No hay, entre las muchas anomalías incomprensibles de la
ciencia psicológica, punto más atrayente, más excitante
que el hecho -nunca, creo, mencionado por las escuelas-
de que en nuestros intentos por traer a la memoria algo largo
tiempo olvidado, con frecuencia llegamos a encontrarnos
al borde mismo del recuerdo, sin poder, al fin, asirlo.
E. A. POE, LIGEIA
Ignoro si habrá alguna razón médica, alguna reacción química en el cerebro o algo por el estilo que explique un cuadro de estas características. Y la verdad es que tampoco me interesa averiguarlo. Me da miedo pensar que siquiera una consulta, y ni hablar de un tratamiento, podría alterar el proceso o, peor aún, contrarrestarlo. Como esos cazadores que temen hacer el mínimo gesto para evitar que la eventual presa se sienta amenazada y huya. O, mejor, como esos viajeros en el tiempo que saben que cualquier modificación en ese pasado al que accedieron con tanto dolor, con tanto esfuerzo, puede hacer desaparecer en el futuro lo único que para ellos vale la pena.
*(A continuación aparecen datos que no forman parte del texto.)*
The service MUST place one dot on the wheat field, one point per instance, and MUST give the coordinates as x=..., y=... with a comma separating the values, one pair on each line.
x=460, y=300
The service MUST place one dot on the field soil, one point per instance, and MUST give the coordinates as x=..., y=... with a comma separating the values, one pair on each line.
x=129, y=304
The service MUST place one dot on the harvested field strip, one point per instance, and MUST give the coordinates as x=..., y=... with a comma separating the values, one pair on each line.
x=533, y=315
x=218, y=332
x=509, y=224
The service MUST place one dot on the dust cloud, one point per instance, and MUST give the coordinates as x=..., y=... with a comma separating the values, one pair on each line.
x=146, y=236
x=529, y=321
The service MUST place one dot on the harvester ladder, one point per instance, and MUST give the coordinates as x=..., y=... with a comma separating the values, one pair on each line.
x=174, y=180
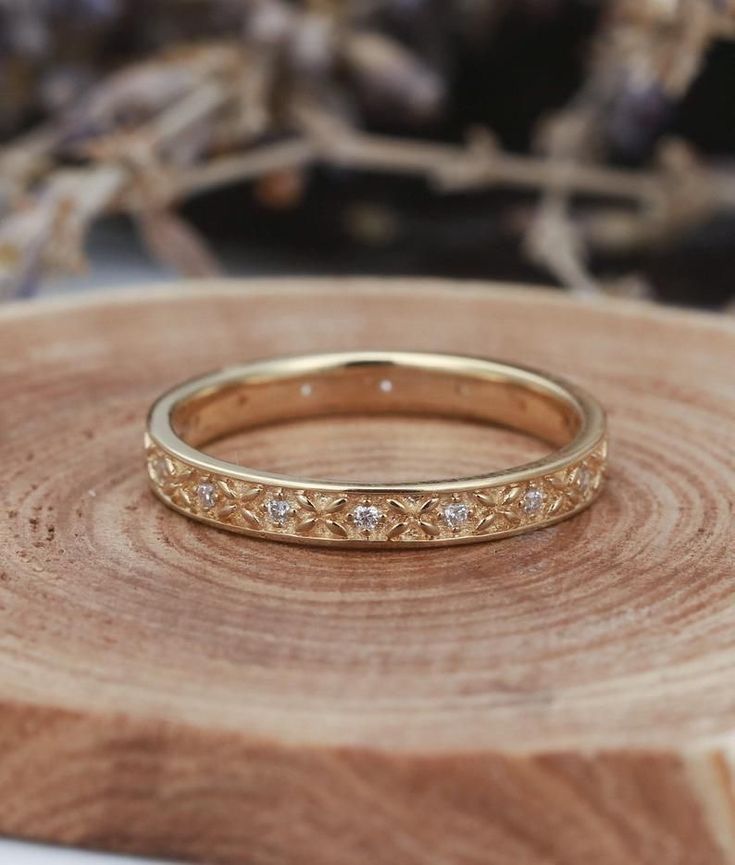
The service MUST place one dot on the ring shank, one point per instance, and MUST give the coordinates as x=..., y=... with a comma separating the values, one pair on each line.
x=418, y=513
x=500, y=396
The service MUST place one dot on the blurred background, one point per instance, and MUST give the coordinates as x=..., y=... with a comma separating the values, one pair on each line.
x=585, y=145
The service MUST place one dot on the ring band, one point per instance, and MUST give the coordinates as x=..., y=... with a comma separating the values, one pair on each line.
x=425, y=513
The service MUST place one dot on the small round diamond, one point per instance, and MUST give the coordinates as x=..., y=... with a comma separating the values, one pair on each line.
x=207, y=495
x=278, y=510
x=455, y=514
x=533, y=501
x=366, y=517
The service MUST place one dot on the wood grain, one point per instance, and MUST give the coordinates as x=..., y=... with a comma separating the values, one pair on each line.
x=558, y=698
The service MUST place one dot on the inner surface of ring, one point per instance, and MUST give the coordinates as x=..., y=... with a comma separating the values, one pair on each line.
x=530, y=405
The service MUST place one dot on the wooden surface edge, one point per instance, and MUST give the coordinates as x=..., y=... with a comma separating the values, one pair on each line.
x=172, y=790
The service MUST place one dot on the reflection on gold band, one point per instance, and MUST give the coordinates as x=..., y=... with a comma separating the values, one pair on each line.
x=421, y=513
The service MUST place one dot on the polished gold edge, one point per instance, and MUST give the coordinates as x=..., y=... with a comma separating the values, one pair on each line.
x=362, y=517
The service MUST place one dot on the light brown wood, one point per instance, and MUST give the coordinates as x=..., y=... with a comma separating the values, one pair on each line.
x=559, y=698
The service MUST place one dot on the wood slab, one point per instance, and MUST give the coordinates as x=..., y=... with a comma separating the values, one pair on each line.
x=560, y=698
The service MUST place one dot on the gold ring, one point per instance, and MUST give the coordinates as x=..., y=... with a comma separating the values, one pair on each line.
x=424, y=513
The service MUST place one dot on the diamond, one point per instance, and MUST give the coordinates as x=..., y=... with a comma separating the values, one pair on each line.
x=207, y=495
x=532, y=501
x=278, y=510
x=366, y=517
x=455, y=514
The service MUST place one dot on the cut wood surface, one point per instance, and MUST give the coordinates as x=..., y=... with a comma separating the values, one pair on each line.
x=564, y=697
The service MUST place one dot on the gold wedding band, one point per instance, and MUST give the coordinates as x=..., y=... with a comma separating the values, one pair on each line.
x=371, y=515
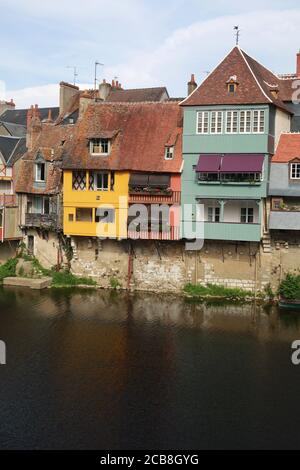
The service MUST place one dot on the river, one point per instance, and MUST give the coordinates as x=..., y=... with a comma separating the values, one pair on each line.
x=105, y=370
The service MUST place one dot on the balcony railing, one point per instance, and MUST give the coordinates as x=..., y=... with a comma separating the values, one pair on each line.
x=7, y=200
x=145, y=197
x=172, y=234
x=49, y=221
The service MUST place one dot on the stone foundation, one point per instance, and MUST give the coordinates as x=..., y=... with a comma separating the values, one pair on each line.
x=167, y=266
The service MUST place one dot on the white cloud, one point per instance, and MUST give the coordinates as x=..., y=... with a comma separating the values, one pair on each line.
x=270, y=36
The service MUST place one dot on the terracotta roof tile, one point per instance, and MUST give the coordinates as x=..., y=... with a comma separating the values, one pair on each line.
x=141, y=133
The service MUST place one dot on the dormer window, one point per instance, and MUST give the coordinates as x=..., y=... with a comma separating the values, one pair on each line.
x=232, y=84
x=40, y=172
x=100, y=146
x=295, y=171
x=169, y=153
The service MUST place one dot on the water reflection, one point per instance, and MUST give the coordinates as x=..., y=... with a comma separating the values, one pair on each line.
x=114, y=370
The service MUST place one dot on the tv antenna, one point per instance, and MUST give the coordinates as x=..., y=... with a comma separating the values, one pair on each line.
x=237, y=34
x=96, y=67
x=75, y=72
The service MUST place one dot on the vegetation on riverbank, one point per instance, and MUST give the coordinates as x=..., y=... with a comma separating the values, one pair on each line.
x=290, y=287
x=59, y=278
x=8, y=269
x=213, y=291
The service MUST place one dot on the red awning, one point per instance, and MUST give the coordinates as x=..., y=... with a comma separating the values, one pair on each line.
x=230, y=163
x=209, y=163
x=243, y=163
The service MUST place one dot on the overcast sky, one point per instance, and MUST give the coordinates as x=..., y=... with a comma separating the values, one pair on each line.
x=142, y=42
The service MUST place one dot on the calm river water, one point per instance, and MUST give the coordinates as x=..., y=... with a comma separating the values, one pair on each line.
x=100, y=370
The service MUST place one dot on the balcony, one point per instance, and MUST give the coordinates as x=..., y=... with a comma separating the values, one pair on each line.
x=154, y=197
x=232, y=231
x=47, y=221
x=172, y=234
x=8, y=200
x=284, y=220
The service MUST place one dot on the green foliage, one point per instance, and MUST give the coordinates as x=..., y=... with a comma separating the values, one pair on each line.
x=67, y=279
x=269, y=292
x=8, y=269
x=290, y=287
x=115, y=283
x=213, y=290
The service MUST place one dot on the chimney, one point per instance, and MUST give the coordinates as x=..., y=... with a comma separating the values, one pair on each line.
x=104, y=90
x=6, y=105
x=34, y=127
x=298, y=65
x=192, y=85
x=66, y=93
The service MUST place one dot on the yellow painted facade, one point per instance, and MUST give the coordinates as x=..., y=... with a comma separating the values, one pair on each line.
x=80, y=207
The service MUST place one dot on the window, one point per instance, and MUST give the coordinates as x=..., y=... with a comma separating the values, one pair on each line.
x=247, y=215
x=245, y=122
x=79, y=181
x=98, y=182
x=105, y=216
x=277, y=204
x=295, y=171
x=216, y=122
x=84, y=215
x=169, y=153
x=100, y=146
x=40, y=172
x=213, y=214
x=231, y=122
x=258, y=122
x=203, y=122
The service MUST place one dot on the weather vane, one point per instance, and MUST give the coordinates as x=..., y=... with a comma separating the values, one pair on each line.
x=237, y=34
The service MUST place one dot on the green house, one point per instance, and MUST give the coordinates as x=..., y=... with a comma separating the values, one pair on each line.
x=232, y=123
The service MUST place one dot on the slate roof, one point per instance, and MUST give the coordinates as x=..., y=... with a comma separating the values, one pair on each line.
x=16, y=130
x=49, y=146
x=255, y=84
x=12, y=149
x=137, y=95
x=288, y=148
x=19, y=116
x=141, y=132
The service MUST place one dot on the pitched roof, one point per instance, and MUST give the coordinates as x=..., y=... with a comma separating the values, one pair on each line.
x=12, y=148
x=255, y=83
x=117, y=95
x=49, y=146
x=19, y=116
x=16, y=130
x=288, y=148
x=140, y=133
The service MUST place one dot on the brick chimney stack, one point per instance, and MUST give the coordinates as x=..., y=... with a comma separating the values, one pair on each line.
x=298, y=65
x=34, y=127
x=192, y=85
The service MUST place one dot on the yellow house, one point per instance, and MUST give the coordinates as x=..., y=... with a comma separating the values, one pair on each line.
x=96, y=203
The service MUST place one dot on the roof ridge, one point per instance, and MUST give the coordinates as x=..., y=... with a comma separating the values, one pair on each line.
x=254, y=76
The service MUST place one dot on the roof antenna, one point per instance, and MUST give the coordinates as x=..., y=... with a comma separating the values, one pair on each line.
x=75, y=69
x=96, y=79
x=237, y=34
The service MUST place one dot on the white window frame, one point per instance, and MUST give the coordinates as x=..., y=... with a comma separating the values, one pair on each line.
x=169, y=152
x=204, y=115
x=37, y=179
x=218, y=120
x=105, y=154
x=231, y=113
x=260, y=113
x=295, y=166
x=214, y=210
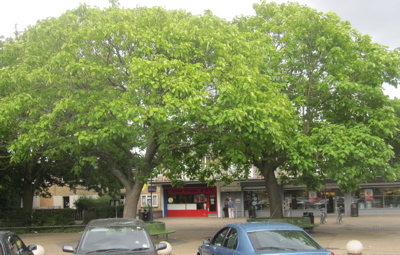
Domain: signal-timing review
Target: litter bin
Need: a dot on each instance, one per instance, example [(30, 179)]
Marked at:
[(146, 215), (354, 210), (252, 212), (309, 215)]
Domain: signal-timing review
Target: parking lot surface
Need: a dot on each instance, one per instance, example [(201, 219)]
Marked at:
[(379, 235)]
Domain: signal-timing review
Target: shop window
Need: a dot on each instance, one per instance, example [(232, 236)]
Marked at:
[(147, 200), (369, 198), (256, 199)]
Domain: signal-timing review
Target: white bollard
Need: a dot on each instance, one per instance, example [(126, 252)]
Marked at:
[(354, 247), (166, 251), (39, 250)]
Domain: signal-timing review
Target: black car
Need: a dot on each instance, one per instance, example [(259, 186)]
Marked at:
[(11, 244), (115, 236)]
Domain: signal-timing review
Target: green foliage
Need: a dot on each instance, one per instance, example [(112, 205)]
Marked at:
[(101, 206)]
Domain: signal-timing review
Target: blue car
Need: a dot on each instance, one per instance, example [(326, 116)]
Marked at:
[(11, 243), (261, 238)]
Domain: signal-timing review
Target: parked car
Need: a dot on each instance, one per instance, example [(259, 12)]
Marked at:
[(115, 236), (261, 238), (11, 243)]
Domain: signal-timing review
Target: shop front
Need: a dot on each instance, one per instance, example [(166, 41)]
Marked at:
[(190, 201)]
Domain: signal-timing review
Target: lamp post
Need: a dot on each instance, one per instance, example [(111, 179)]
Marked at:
[(115, 202)]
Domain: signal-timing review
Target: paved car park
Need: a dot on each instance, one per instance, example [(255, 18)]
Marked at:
[(378, 234)]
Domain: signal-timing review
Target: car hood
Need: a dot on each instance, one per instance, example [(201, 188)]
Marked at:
[(299, 253), (120, 253)]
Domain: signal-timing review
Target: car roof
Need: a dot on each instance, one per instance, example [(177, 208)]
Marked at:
[(262, 226), (115, 222)]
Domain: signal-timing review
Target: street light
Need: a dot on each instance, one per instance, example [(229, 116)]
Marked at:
[(115, 202)]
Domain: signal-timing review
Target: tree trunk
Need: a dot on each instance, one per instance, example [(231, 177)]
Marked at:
[(132, 199), (27, 197), (273, 189)]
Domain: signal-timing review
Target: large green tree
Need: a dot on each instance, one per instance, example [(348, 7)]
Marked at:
[(136, 91), (333, 76)]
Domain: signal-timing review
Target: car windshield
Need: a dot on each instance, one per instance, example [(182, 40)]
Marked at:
[(282, 240), (111, 238)]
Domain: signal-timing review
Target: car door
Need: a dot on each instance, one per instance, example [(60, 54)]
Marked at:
[(17, 246), (223, 243), (216, 242)]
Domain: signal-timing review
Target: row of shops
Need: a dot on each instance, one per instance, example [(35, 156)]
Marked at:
[(250, 197)]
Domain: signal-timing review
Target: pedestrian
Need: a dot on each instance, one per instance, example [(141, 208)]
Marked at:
[(226, 214), (231, 206)]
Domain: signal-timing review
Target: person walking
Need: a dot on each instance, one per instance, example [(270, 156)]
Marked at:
[(231, 206), (226, 214)]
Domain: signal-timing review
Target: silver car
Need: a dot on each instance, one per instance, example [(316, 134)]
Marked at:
[(115, 236)]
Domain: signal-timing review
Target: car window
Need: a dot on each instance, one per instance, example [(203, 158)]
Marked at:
[(17, 247), (219, 238), (231, 239), (282, 240), (116, 237)]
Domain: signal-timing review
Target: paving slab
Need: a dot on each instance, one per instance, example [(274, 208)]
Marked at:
[(380, 235)]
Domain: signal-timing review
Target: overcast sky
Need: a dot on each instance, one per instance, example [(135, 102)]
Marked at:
[(378, 18)]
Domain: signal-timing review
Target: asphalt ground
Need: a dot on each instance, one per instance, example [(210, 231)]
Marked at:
[(379, 235)]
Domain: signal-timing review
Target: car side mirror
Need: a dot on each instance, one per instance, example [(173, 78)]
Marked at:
[(32, 247), (68, 248), (161, 246)]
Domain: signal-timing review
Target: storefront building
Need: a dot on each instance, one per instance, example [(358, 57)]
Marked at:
[(190, 201), (250, 197)]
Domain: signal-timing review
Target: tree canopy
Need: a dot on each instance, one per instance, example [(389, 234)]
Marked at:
[(134, 92), (135, 89)]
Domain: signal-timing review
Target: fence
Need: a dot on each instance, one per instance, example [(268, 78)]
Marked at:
[(42, 217)]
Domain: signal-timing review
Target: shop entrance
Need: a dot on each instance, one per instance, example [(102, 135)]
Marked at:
[(237, 199), (191, 201)]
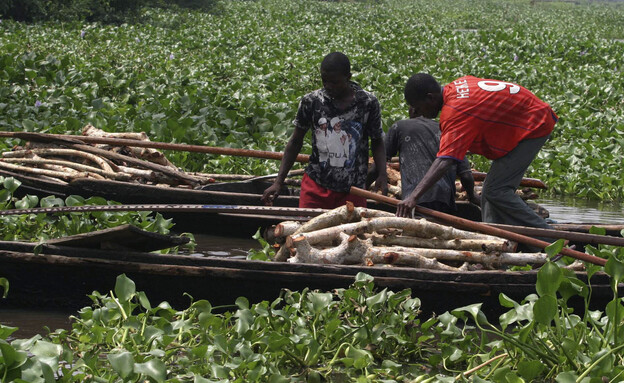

Se podría decir que no quiero hacer ruido, para no despertarme.
Esto es lo que me pasa: mis sueños, desde que tengo memoria, son increíblemente vívidos. Nada raro, al menos así enunciado. De hecho, durante mucho tiempo pensé que así, con ese grado de intensidad, era como se soñaba normalmente. No recuerdo exactamente cómo fue que descubrí que se trataba en realidad de una circunstancia excepcional. Supongo que no fue un descubrimiento repentino, sino que se trató más bien de un proceso extenso, que involucró muchas conversaciones, algunas de las cuales sólo tangencialmente hacían alguna referencia a mi condición –que para mí ni siquiera era entonces una “condición”, como tampoco estoy seguro de que lo sea ahora–. De algún modo, hablando de los temas más diversos, mi cerebro fue registrando, poco a poco, por comentarios, imágenes y situaciones, que no todos vivían los sueños de la misma manera. Después vinieron las lecturas de los textos de psicología, intentando buscar alguna clave, o al menos alguna guía para determinar si lo que parecía una excepción o una anomalía –al parecer, la mayoría de las personas no registra sus sueños con el grado de intensidad con el que yo los vivía, y los sigo viviendo– podía ser en realidad un síntoma, la señal que apuntaba a algún tipo de desorden o patología. Pero lo único que alcancé a comprender era que no había nada en mi relación con mis sueños que indicara algún problema. Es cierto que la mayoría de las personas no vive sus sueños de manera tan intensa, pero es igualmente cierto que no son pocos los que sí, y eso es todo.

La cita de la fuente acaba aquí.